Cognitive scientist Steven Pinker admits there is no explanation. In How the Mind Works, he writes, “Virtually nothing is known about the functioning microcircuitry of the brain…. The existence of subjective first-person experience is not explainable by science.” So baffling is the problem that Daniel Dennett has “solved” it by declaring consciousness to be a cognitive illusion.

Finally, evolution cannot explain human rationality or morality. This was a point first made by Alfred Russel Wallace, who proposed simultaneously with Darwin a theory of evolution by natural selection. Here I don’t want to be misunderstood. Evolution can account for how brain size got larger and conferred survival benefits on creatures with larger brains. But rationality is something more than this. Rationality is the power to perceive something as true.
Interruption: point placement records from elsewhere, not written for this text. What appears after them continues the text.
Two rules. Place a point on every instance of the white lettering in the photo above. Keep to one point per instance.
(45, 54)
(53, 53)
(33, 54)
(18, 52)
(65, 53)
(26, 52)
We can include in rationality the unique human capacity for language, which is the ability to formulate and articulate ideas that comprehend the world around us. People in the most primitive cultures developed language as a means of rationality, while cats cannot utter a single sentence. Evolution provides an explanation for how creatures develop traits that are useful to their survival. As Steven Pinker puts it, “Our brains were shaped for fitness, not for truth.”

So where did we humans get this other capacity to figure out not only what helps our genes to make it into the next generation, but also to understand what is going on in the world? To put it another way, what is the survival value of truth itself? Philosopher Michael Ruse, a noted Darwinist, confesses that “no one, certainly not the Darwinian as such, seems to have any answer to this.”

Humans have not only a rational but also a moral capacity. In his Descent of Man, Darwin admitted that “of all the differences between man and the lower animals, the moral sense or conscience is the most important.” Morality speaks to us in a different voice: not what we do but what we ought to do.

Frequently morality presses on us to act against our evident self-interest. It urges us not to tell lies even when they benefit us and to help people even when they are strangers to us. In a later chapter, I address how evolutionists seek to account for morality in Darwinian terms. Here let me say something that most of them would agree with: there is much inventive speculation but no good evolutionary explanation for these basic human capacities.

Do you see now why the arrogance of Darwinists like Dennett and Dawkins is entirely misplaced? These fellows seem to think they are armed with some master theory that provides a full explanation for the universe, and for our place in it. Yet their cherished evolutionary theory cannot account for the origin of life, the origin of consciousness, or the origin of human rationality and morality. Any theory that cannot account for these landmark stages can hardly claim to have solved the problem of origins, either of life or of the universe. It can take credit only for elucidating some transitions along the way. Evolu- tion seems right as far as it goes, but it doesn’t go very far.

True, one day science may provide us with better answers. I am not making a “God of the Gaps” argument that says because science cannot explain this, therefore God did it. But neither do I want to succumb to the “atheism of the gaps” that holds that even where there is no explanation, we should be confident that a natural explanation is forthcoming. Yes,science has made huge strides in explaining some things but in other areas science has not markedly advanced since the days of the Babylonians. Our best bet is to go with what we know so far and draw conclusions based on that. As of now, evolution is a useful theory but one that falls well short of accounting for the kind of life we have in the world.